Figure 5. Resistance to Vpu antagonism requires mutations in the tyrosine and serine/threonine motifs in Tetherin.

(A) Amino acid sequences of l-Tetherin mutants that disrupt the tyrosine motif (l-AxA), the serine/threonine residues (l-STS) and the combined mutant (l-SY). (B) 293T cells were transfected with HIV-1 Gag-Pol and Tetherin expression vectors plus increasing amounts of plasmids expressing the viral antagonist Vpu (25 or 100 ng). VLPs (Top panels) from supernatants were purified 48 h post transfection and analyzed for HIV-1 Gag p24 release by Western blot. Cell lysates were probed for cellular levels of HIV-1 Gag and Tetherin. As in Figure 2C (*) indicates an unknown species often seen upon transient Tetherin expression in 293T cells. Titration of Vpu was detected using anti-Vpu antibody. GAPDH is used as a lysate loading control.

Figure 6. Tetherin isoforms differentially activate NF-κB.

(A) 293T cells transiently co-transfected with either a wt, l-Tetherin, s-Tetherin or l-AxA encoding plasmid plus an NF-κB responsive firefly luciferase reporter plasmid were lysed and analyzed for luciferase activity 24 h post transfection. Myc-TRAF6 used as a positive control for NF-κB activation. NF-κB signaling experiments (n = 8 in triplicates) were analyzed by one-way ANOVA. (B) Luciferase assay for AP-1 activation was assessed as in (A) using an AP1 responsive firefly luciferase plasmid (500 ng) in the presence of the same Tetherin encoding plasmids. MEKK1 and myc-TRAF6 were used as positive controls for AP1 activation. AP1 signaling experiments (n = 4 in triplicates) were analyzed by one-way ANOVA. (C) Wt and l-Tetherin were co-transfected with increasing amounts of a FLAG epitope tagged dominant negative (DN)-IKKβ and the NF-κB responsive luciferase reporter. Myc-TRAF6 was used as a positive control (n = 3 in triplicates). Representative blot showing expression of co-transfected constructs as well as a GAPDH loading control.

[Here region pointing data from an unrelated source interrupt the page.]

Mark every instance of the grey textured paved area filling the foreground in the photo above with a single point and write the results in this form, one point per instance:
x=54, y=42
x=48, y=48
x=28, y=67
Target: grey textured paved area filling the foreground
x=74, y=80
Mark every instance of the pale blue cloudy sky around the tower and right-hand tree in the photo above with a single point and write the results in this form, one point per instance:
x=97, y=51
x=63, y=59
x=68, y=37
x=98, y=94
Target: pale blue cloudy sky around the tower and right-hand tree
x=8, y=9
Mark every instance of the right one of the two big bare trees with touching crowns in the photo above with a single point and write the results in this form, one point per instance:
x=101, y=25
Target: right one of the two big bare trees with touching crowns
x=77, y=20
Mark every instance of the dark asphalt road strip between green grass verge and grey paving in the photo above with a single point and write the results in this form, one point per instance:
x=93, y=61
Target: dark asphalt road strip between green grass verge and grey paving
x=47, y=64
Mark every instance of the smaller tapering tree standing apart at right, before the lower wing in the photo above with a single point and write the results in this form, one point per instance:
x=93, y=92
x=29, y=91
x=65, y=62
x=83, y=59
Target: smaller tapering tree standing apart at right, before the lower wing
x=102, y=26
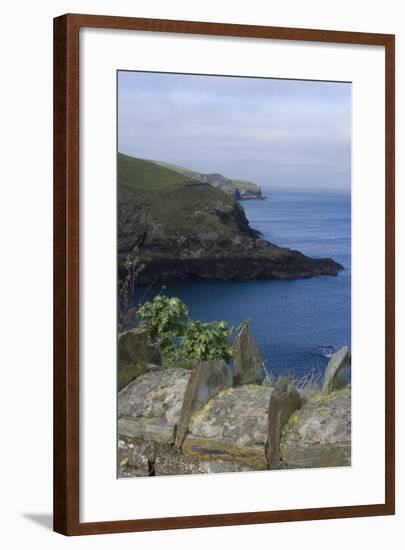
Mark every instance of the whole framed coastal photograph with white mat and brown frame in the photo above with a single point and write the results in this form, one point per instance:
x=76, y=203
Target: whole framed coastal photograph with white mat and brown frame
x=223, y=274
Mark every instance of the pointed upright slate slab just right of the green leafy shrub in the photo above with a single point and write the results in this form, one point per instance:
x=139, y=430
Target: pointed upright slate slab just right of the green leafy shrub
x=249, y=367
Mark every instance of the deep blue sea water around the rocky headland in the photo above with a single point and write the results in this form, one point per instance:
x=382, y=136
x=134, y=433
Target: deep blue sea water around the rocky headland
x=296, y=324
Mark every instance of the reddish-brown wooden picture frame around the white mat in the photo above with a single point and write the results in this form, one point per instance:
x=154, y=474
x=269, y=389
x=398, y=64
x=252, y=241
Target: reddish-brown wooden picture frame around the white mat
x=66, y=273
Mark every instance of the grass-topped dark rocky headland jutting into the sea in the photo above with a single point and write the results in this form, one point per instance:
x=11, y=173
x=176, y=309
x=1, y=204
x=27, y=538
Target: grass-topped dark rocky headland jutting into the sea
x=175, y=228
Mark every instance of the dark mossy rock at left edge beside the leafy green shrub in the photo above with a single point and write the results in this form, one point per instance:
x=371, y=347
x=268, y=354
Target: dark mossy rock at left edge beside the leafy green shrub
x=135, y=354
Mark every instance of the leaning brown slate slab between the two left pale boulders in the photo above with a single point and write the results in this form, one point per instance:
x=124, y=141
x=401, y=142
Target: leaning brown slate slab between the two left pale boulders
x=206, y=380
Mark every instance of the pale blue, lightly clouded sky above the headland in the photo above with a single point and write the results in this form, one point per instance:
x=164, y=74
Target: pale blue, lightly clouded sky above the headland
x=276, y=133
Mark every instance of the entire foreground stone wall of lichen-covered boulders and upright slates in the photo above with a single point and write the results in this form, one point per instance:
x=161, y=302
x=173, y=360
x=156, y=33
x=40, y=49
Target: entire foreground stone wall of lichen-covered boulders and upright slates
x=225, y=418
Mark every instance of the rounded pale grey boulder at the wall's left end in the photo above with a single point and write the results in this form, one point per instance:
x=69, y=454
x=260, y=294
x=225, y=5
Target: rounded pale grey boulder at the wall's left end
x=151, y=404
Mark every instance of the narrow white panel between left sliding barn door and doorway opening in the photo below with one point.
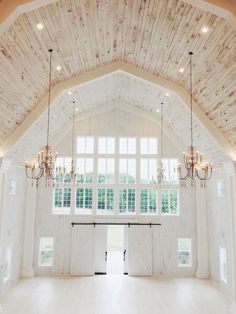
(100, 249)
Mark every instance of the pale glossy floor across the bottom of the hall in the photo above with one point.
(114, 295)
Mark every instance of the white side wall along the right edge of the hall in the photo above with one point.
(219, 227)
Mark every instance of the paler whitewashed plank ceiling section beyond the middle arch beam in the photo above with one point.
(117, 90)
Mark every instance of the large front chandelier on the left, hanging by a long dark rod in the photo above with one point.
(44, 167)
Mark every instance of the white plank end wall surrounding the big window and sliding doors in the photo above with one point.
(118, 122)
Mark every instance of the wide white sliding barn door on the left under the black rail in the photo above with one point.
(82, 250)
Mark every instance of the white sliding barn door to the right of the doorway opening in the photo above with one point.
(140, 250)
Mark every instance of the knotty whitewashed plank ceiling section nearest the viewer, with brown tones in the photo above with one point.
(153, 35)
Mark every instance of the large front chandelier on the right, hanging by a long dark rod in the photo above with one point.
(195, 166)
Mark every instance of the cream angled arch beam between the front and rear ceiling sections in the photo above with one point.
(61, 87)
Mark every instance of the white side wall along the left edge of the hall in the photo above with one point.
(12, 190)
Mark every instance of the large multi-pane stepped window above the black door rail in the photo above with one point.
(117, 176)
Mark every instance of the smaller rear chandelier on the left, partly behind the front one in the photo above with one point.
(64, 173)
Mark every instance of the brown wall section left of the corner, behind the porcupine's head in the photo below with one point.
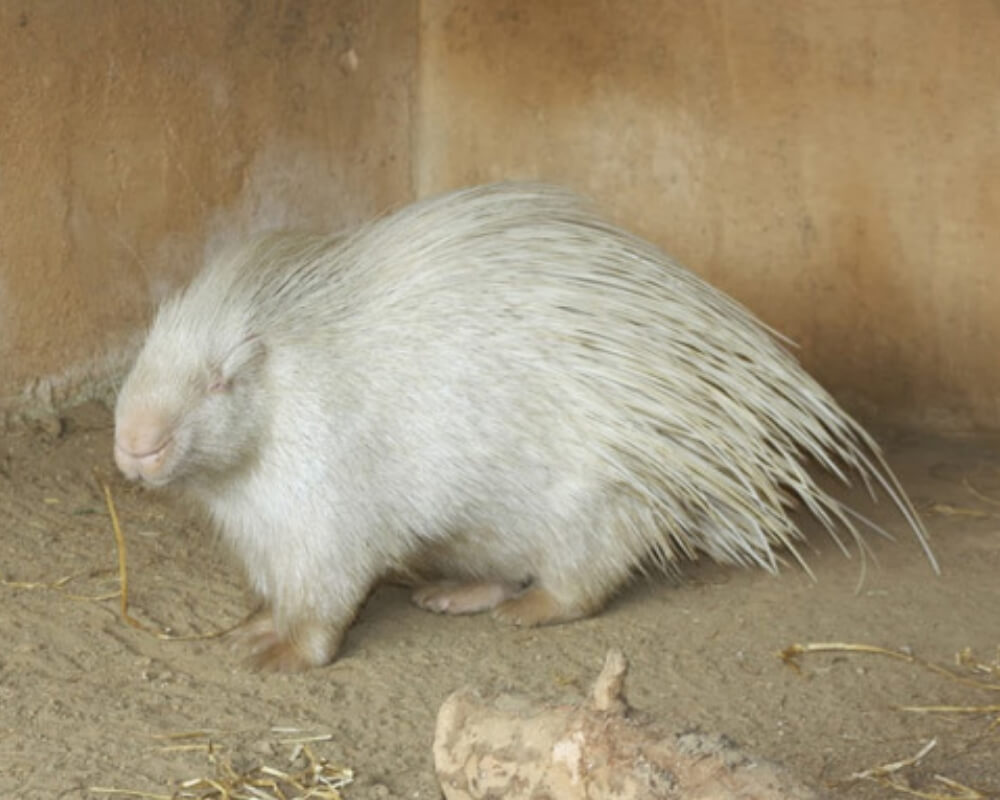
(136, 134)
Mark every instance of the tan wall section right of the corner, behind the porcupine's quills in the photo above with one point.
(835, 164)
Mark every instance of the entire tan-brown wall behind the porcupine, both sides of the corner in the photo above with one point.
(834, 164)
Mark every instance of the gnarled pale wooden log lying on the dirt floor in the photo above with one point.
(511, 747)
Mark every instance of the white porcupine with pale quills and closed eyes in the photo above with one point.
(495, 382)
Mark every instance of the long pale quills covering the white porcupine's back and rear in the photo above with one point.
(691, 404)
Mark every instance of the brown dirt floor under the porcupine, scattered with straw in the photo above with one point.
(88, 701)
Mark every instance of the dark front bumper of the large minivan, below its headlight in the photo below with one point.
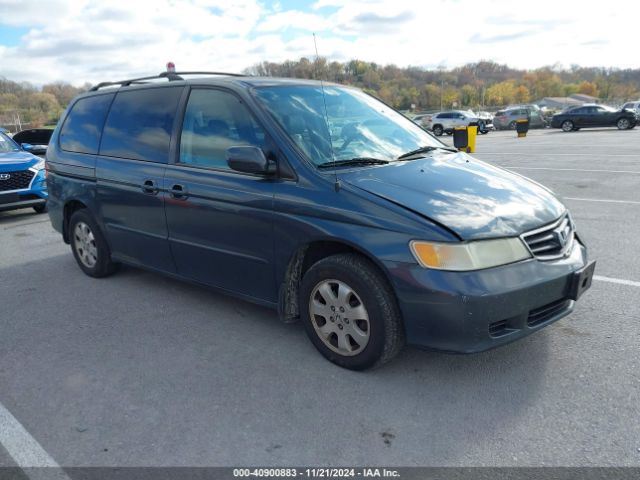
(469, 312)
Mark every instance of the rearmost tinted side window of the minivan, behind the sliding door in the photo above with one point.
(83, 126)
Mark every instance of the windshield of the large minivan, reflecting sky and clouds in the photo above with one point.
(356, 126)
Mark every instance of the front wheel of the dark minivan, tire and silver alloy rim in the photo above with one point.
(350, 313)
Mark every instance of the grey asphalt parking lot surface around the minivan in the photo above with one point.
(141, 370)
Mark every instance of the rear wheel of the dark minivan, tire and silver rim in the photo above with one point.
(89, 245)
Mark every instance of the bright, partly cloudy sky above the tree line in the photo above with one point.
(79, 40)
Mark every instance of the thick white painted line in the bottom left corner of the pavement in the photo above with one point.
(25, 450)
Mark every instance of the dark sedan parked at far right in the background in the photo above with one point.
(587, 116)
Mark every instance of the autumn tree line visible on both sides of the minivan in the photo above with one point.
(483, 84)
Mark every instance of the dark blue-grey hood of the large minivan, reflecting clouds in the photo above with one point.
(470, 197)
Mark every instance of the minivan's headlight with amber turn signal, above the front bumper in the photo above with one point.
(469, 256)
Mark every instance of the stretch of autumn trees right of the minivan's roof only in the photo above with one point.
(475, 85)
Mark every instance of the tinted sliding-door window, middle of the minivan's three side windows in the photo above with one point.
(139, 124)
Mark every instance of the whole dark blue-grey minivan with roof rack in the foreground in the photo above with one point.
(320, 202)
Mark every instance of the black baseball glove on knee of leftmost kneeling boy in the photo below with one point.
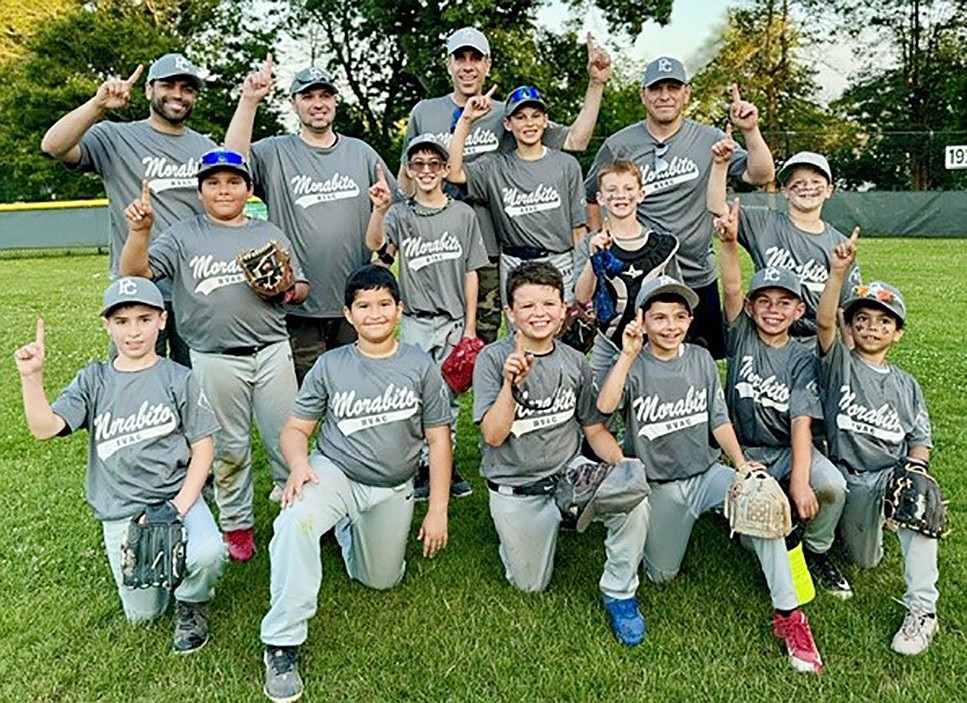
(153, 548)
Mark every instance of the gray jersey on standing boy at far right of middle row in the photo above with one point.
(772, 239)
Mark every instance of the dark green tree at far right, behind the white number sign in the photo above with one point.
(910, 95)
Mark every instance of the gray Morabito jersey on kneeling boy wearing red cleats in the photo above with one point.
(672, 408)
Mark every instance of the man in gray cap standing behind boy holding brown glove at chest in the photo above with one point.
(316, 184)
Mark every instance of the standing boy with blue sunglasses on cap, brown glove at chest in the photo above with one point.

On the Western blots, as in Figure 2C, (*) indicates unknown species. In the graphs ns = not significant; *** p<0.001.

Figure 7. s-Tetherin modulates l-Tetherin-mediated NF-κB induction.

293T cells were transiently transfected with an NF-κB luciferase reporter and varying ratios of l- and s-Tetherin expression vectors with the total tetherin expression plasmids amount kept constant. Cells were lysed and analyzed for luciferase activity. In parallel, an l:s titration (black bars) was compared to l-Tetherin titrated with empty plasmid (white bars). wt Tetherin signaling (grey bar) was assessed during each experimental replicate (n = 9 in triplicate). Two-way ANOVA performed to assess statistical significance. A representative Western blot for Tetherin is shown for each set of titrations. *p<0.05; ***p<0.001, **** p<0.0001.